L11 had turned back early with engine trouble; L13 (Kapitänleutnant Heinrich Mathy) and L14 (Kapitänleutnant der Reserve Böcker) flew across the North Sea together. Two trawlers were waiting off the Haisboro' light vessel and caught L14 at low altitude. One of the trawlers fired eight rounds from its QF 1-pounder pom-pom which led Böcker into a steep climb, under the impression that he had been engaged by light cruisers and turned north. Soon afterwards, L13 also encountered a trawler which opened fire. L14 reached England at Cromer then suffered engine-trouble, apparently bombing Norwich but hitting Bylaugh, East Dereham and Scarning; four men were killed at East Dereham and seven people were injured for no material damage. L13 made landfall at the Wash and flew straight to London in clear skies, bombing Golders Green at 10:40 p.m. At Euston, L13 began to bomb again; the bomb-load included a 660 lb (300 kg) device, the largest yet carried; which exploded on Bartholomew Close near Smithfield Market, destroying several houses and killing two men.[35][36]

More bombs fell on the textile warehouses north of St Paul's Cathedral, causing a fire which despite the attendance of 22 fire engines caused over half a million pounds damage.
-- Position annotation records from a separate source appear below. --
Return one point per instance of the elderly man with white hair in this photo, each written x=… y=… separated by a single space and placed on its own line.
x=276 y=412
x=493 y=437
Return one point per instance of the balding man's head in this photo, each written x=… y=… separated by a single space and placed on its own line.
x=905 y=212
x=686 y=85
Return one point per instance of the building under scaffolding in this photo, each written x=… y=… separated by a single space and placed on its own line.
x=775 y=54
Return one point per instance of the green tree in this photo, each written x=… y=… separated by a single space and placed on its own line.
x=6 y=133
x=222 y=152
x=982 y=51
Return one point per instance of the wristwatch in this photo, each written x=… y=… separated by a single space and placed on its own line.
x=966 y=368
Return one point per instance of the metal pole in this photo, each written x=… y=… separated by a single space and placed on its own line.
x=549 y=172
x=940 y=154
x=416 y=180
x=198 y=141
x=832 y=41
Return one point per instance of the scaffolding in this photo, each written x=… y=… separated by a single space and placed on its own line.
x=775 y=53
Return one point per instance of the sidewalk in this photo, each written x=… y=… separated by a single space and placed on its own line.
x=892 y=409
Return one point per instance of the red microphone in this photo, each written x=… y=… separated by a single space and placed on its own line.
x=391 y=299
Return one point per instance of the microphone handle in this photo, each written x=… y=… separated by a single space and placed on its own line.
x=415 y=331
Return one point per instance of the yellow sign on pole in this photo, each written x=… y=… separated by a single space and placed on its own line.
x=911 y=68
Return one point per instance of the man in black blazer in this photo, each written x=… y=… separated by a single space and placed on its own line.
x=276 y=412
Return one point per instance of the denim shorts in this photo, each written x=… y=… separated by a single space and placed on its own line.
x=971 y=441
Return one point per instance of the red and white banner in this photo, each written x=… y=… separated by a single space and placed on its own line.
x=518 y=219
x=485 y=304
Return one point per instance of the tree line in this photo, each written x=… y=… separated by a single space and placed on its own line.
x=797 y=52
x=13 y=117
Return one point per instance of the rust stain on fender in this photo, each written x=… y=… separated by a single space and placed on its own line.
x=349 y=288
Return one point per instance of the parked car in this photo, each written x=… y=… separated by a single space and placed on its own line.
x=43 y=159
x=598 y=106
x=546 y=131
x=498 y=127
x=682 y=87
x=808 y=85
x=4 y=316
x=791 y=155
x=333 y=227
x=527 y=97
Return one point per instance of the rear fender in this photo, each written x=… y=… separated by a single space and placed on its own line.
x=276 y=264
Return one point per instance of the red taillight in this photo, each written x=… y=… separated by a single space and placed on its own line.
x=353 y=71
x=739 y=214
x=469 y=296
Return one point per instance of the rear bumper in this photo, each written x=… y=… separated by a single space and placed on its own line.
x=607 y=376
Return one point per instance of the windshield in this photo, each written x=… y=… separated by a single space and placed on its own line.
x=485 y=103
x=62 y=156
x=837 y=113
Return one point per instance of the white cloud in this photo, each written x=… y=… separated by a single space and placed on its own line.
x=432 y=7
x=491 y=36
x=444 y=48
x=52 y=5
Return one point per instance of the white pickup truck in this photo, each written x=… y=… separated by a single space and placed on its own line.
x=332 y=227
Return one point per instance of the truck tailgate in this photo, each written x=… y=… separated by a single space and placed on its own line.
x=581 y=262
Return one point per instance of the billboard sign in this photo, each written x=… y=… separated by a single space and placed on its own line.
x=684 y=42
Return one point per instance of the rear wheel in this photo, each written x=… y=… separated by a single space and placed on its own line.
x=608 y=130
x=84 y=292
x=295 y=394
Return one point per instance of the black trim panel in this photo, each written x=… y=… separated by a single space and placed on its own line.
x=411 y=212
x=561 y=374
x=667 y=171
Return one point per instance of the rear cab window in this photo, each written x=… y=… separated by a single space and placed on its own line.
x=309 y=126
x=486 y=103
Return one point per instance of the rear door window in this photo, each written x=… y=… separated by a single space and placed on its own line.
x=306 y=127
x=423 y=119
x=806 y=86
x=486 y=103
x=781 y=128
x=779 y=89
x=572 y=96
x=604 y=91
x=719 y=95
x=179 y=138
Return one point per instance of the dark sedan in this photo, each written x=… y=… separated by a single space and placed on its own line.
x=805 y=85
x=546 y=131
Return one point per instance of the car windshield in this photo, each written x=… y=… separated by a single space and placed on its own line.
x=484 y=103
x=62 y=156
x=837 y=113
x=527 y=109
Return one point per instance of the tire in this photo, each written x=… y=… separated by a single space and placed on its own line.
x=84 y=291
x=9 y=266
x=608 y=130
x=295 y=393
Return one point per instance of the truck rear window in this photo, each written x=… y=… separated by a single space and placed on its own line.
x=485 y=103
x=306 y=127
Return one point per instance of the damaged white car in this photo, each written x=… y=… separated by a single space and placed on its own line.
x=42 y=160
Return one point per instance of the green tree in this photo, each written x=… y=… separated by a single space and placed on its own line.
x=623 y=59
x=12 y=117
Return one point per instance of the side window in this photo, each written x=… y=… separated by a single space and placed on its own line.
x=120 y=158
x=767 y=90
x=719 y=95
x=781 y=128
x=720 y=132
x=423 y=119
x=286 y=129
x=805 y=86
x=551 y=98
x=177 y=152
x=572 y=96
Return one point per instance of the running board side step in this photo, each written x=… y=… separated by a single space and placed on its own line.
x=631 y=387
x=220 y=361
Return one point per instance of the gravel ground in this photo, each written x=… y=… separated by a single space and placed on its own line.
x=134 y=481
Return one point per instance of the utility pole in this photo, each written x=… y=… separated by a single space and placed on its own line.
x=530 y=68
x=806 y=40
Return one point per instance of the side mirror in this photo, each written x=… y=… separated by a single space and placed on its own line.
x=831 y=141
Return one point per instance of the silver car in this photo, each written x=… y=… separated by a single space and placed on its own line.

Mathy then turned east, dropping his remaining bombs on Liverpool Street station, fifteen HE and 55 incendiaries being dropped. The Zeppelin, at 9,000 ft (2,700 m)was repeatedly caught by searchlights and all 26 anti-aircraft guns in London fired, inducing Mathy to zig-zag to 11,000 ft (3,400 m). Every shell exploded too low and the falling shell splinters caused alarm and damage on the ground. Three RNAS pilots took off from Yarmouth but had already landed by the time that L13 headed out to sea. Flight Sub-Lieutenant G. W. Hilliard landed at Bacton and was killed when the bombs on board exploded; Flight Lieutenant J. M. R. Cripps came down with engine-failure and jumped clear of his aircraft just before it touched down and suffered no injuries, the aeroplane being hardly damaged. The raid killed 22 people and injured 87; the monetary damage of £534,287 was over one sixth of the total damage inflicted by bombing raids during the war.[35][36][a]

Theatreland Raid

After three more raids were scattered by the weather a five-Zeppelin raid which became known as the Theatreland Raid was launched by the Navy on 13 October. Arriving over the Norfolk coast around 6:30 p.m., the Zeppelins encountered nearer London the new London Air Defence Area defences installed since the September raid by Admiral Sir Percy Scott, which included new 3-inch guns at Barnes Common, King's Cross and Dollis Hill.[38] The new gun sites proved ineffective, although the airship commanders commented on the improved defences of the city.[39] A 13-pounder gun near Broxbourne was put out of action by three bombs dropped from L15, which continued to London and began bombing over Charing Cross, the first bombs striking the Lyceum Theatre and the corner of Exeter and Wellington Streets, killing 17 people and injuring 20. More bombs were dropped on Holborn, as the airship neared Moorgate it was engaged by a new French 75 mm anti-gun mounted on a lorry and manned by naval ratings from disbanded armoured car squadrons sited at the Honourable Artillery Company grounds in Finsbury.[38][40]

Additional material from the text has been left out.